Pecinta mangrove asal Jepang, Naoto Akune, menawarkan konsep budidaya perikanan berbasis silvofishery, sebuah metode ramah lingkungan yang mengintegrasikan pelestarian mangrove dengan kegiatan perikanan produktif.
Gagasan tersebut disampaikan Naoto Akune usai mengikuti kegiatan penanaman mangrove yang digelar Komunitas Jurnalis Kepri (KJK) dalam rangka peringatan Hari Pers Nasional (HPN) 2026 di Sungai Tiram, Minggu (8/2/2026).
Ia melihat potensi besar kawasan mangrove di Bintan untuk dikembangkan menjadi model budidaya berkelanjutan yang mampu menjaga ekosistem sekaligus menghasilkan nilai ekonomi.

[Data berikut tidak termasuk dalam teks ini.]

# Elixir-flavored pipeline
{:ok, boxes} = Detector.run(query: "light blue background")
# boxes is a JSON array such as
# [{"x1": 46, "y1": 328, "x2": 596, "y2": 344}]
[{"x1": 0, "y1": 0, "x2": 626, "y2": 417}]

“Saya sudah bicara dengan Pak Ady agar ke depan kawasan mangrove Sungai Tiram ini kita kembangkan sebagai kawasan budidaya perikanan dengan sistem silvofishery,” ujar Akune.
Silvofishery merupakan metode tradisional yang telah terbukti efektif di berbagai negara, termasuk Jepang dan beberapa wilayah di Asia Tenggara. Sistem ini menggabungkan tambak perikanan dengan keberadaan hutan mangrove sebagai bagian utama ekosistem.
Dalam konsep yang ditawarkan Akune, sekitar 60 hingga 80 persen area tetap dipertahankan sebagai hutan mangrove, sementara 20 hingga 40 persen lainnya dimanfaatkan sebagai parit atau kolam untuk budidaya ikan, udang, maupun kepiting.
Menurutnya, mangrove berperan sebagai biofilter alami yang mampu menjaga kualitas air, menyediakan pakan alami, serta melindungi kawasan dari abrasi dan kerusakan lingkungan.